Il y a un livre parental que j’adore intitulé Chasser, rassembler, parent par Michaeleen Doucleff sur la façon d’élever des enfants utiles. L’un des points principaux du livre est que les enfants ont une volonté innée de se sentir utiles et d’appartenir. Ils veulent naturellement être des membres fonctionnels de leur équipe familiale, et les parents occidentaux ont tendance à supprimer par inadvertance cette motivation en excluant les enfants du travail réel, en sous-estimant leurs capacités et en intervenant trop dans leurs contributions. Je crois que tout le monde a cette volonté innée d’appartenir et d’aider. Je pourrais même affirmer que notre but dans la vie est de s’entraider.

Si nous n’atteignons pas cet objectif, nous devenons déprimés, malades ou avons notre propre version de la crise d’un enfant. Doucleff dit que si un enfant se comporte mal, donnez-lui un travail : « Quand un enfant enfreint les règles, se montre exigeant ou semble « obstiné », ses parents doivent le mettre au travail. L’enfant dit : « Hé, maman, je suis sous-employé ici et ça ne fait pas du bien. »  » Si votre esprit se comporte mal – se sent égoïste, exigeant ou méchant : cherchez des moyens d’être généreux.

Je crois que tout le monde a cette volonté innée d’appartenir et d’aider. Je pourrais même affirmer que notre but dans la vie est de s’entraider.

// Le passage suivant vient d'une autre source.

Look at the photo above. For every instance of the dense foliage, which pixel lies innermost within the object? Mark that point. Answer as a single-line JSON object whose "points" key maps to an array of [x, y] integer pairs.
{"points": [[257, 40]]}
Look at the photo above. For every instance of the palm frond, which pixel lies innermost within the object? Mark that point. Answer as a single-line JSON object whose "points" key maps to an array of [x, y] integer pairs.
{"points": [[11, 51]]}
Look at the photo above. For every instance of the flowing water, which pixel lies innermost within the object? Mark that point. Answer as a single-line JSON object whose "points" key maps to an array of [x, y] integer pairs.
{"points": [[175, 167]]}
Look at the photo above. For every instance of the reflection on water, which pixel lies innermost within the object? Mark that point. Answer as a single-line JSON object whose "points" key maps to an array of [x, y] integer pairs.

Dans le bouddhisme, la générosité n’est pas qu’une pratique secondaire. C’est l’événement principal. Le Bouddha enseignait généralement la générosité aux gens avant de leur apprendre à méditer. C’est parce que c’est la manière la plus palpable de lâcher prise – le lâcher prise étant la clé pour dissoudre l’attachement, qui est la cause de la souffrance. Si vous considérez ce que signifie s’accrocher – s’accrocher fermement, garder pour soi, se sentir en insécurité, séparé, croire que ce à quoi on s’accroche est nécessaire à sa sécurité et à son bien-être – être généreux est exactement le contraire de cela. C’est une connexion au lieu d’une séparation, le soulagement de lâcher prise. Cela vient de la confiance et d’un sentiment de sécurité, d’en avoir assez. La générosité n’est en réalité qu’un autre mot qui signifie « la fin de la souffrance ».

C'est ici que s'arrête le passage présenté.